Whereas the Supreme Court ruling limiting what the EPA could do to regulate large, centralized sources of dirty electricity was a setback, the truth is many of these facilities are being retired due to their economics anyways. Instead of focusing on growing the DER assets which are emerging as the primary sources of clean electricity in our own homes and businesses, the IRA is democratizing the energy system. Each one of us can become a prosumer that can reduce pollution and reduce cost – while also contributing to the greater good by balancing the larger grid. With the help of state-of-the-art digital platforms, the assets supported by this new federal law can help solve the resiliency, equity, and sustainability challenges facing the nation and the world.

Conclusion

There are many other incentives included in the IRA that can help decarbonize the U.S. economy more broadly. According to one analysis, for example, the IRA will increase the nation’s solar energy generation annually by a factor of 5 by 2030 if compared to the yearly pace of new U.S. installations in 2020. At the same time, U.S. expenditures on energy will be slashed by $50 billion per year for households, businesses, and industry by that same date.
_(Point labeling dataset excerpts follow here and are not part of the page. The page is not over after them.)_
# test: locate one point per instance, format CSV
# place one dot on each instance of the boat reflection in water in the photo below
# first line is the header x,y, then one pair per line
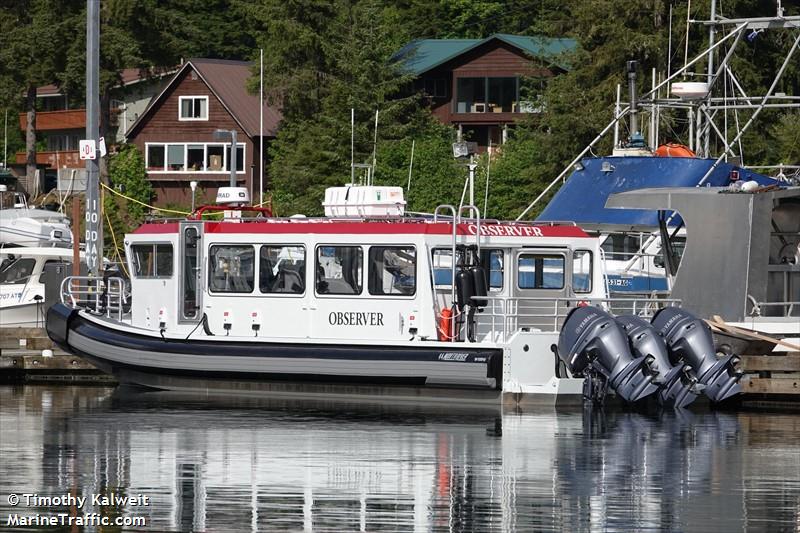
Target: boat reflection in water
x,y
210,464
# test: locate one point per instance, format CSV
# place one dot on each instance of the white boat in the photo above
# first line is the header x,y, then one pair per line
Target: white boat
x,y
21,225
22,283
361,306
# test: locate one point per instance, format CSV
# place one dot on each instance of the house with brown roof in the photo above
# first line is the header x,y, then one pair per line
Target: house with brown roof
x,y
482,87
176,131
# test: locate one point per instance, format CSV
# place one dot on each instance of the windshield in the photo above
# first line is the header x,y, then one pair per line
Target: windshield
x,y
18,271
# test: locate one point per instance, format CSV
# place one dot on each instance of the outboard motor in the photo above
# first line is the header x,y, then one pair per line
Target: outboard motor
x,y
690,342
677,386
593,345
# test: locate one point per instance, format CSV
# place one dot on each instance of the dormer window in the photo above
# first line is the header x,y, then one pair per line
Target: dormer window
x,y
193,108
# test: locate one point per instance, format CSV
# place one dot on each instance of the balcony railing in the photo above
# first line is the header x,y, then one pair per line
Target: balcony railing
x,y
67,119
69,159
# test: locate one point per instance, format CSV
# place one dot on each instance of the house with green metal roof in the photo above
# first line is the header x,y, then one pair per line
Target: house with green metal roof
x,y
475,84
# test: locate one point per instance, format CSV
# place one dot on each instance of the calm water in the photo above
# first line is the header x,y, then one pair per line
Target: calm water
x,y
222,465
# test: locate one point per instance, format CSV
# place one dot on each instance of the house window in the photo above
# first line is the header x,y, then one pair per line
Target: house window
x,y
436,87
175,157
197,158
502,95
214,157
193,108
239,157
155,156
392,270
339,269
471,95
487,95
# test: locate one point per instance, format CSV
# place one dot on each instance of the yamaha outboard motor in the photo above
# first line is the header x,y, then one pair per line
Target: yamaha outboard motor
x,y
690,342
677,386
594,346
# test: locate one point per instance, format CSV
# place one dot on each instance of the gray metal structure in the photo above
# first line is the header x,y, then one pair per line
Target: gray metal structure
x,y
741,250
94,225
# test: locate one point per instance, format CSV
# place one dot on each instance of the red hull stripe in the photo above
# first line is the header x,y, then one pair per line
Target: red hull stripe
x,y
372,228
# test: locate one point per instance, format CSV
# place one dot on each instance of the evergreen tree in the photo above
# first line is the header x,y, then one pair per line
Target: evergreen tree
x,y
34,36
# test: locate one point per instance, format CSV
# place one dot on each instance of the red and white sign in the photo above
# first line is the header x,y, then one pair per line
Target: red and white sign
x,y
87,149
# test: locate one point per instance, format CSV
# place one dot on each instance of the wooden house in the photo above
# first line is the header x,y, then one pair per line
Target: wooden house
x,y
176,133
483,86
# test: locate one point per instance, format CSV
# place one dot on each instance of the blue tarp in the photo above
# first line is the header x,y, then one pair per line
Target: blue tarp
x,y
583,196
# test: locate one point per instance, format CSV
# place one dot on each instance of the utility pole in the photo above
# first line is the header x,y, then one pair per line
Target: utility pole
x,y
94,226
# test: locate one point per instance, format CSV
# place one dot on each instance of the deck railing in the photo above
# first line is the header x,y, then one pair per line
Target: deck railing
x,y
97,295
504,316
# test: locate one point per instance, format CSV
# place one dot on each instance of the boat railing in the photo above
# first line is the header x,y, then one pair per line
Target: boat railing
x,y
786,309
101,296
503,315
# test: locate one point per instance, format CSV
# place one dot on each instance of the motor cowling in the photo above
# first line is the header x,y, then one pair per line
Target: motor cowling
x,y
690,342
592,340
677,386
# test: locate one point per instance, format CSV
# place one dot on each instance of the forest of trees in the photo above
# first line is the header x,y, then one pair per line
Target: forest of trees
x,y
324,57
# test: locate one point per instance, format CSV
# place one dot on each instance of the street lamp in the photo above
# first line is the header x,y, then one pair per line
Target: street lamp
x,y
193,185
224,135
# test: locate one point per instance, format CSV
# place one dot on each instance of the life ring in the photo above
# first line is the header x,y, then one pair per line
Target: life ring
x,y
674,150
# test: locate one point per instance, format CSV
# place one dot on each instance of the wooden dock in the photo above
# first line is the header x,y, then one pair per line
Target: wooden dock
x,y
22,360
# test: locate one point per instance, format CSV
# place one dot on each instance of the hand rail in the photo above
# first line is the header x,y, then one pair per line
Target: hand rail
x,y
506,315
101,296
198,215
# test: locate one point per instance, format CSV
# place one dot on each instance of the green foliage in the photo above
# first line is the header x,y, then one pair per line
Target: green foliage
x,y
347,62
128,175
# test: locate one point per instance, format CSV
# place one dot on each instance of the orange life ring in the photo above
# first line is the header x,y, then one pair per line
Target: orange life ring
x,y
446,324
674,150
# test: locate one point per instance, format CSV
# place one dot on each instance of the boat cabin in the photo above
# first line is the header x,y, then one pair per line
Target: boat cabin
x,y
389,279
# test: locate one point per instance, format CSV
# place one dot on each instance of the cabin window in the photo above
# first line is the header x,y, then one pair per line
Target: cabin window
x,y
582,271
442,263
193,108
18,271
191,272
621,247
393,270
231,268
540,271
282,269
339,269
152,260
492,261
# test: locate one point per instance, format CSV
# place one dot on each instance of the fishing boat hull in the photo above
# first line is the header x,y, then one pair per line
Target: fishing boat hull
x,y
153,361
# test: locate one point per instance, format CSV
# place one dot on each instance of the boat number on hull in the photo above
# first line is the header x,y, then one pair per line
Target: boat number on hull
x,y
355,318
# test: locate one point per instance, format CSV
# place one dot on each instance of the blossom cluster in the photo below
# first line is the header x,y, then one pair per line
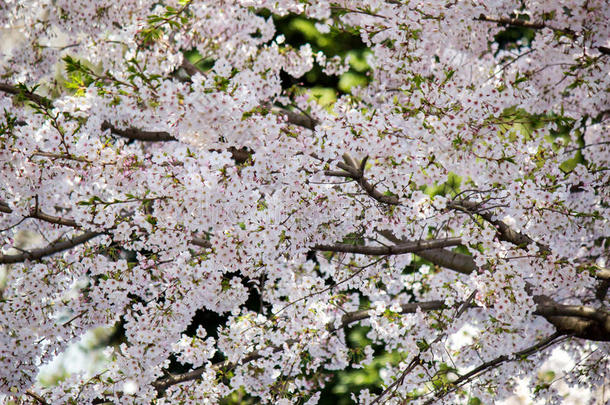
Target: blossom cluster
x,y
160,188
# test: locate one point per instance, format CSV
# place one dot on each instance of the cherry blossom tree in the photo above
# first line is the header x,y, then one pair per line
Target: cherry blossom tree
x,y
160,187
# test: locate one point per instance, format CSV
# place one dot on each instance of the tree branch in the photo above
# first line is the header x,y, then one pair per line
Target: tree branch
x,y
542,345
346,320
515,22
48,250
405,247
355,171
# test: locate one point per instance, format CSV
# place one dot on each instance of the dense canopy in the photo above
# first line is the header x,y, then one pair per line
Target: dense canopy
x,y
167,170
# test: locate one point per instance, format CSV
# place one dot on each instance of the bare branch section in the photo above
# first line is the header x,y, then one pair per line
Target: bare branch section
x,y
520,355
28,95
515,22
409,247
355,171
52,248
352,317
346,320
505,232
The legislation is clearly much more comprehensive than a bill zeroed in on the needs of VPPs. Nevertheless, the fact remains that by incentivizing citizens to take their energy future into their own hands, the IRA is creating a landscape of opportunity for VPP vendors to draw from.

Even before the law was passed, global trends pointed to diverse DER assets outstripping contributions from traditional and conventional power plants. The ability to combine new extremely efficient electricity loads with clean on-site generation, batteries, and EVs creates synergies that can benefit the overall grid. These VPPs don’t just benefit prosumer market participants. Carbon emission reductions and cost savings benefits would flow to the overall economy even if a consumer did not directly invest in these DER assets. Many IRA provisions will also help reduce the cost of microgrids which can boost resiliency, an increasingly important topic as we boost our dependency upon electricity to decarbonize. By creating a 10-year commitment to a host of green energy DER options, the U.S. is on a path toward climate mitigation that revives rather than retards the economy. Yet the only way these new assets will decarbonize, democratize and decentralize the energy system is through creative VPP aggregations enabled by state-of-the-art digital software platforms.

Peter Asmus is now Director of Strategic Marketing for AutoGrid. Previously, he was Research Director for Guidehouse Insights, a management consulting firm. There, he launched the microgrid and VPP research services over a decade ago, forecasting future trends and ranking leading solution providers. He has 34 years of experience in covering and analyzing and writing about emerging energy trends.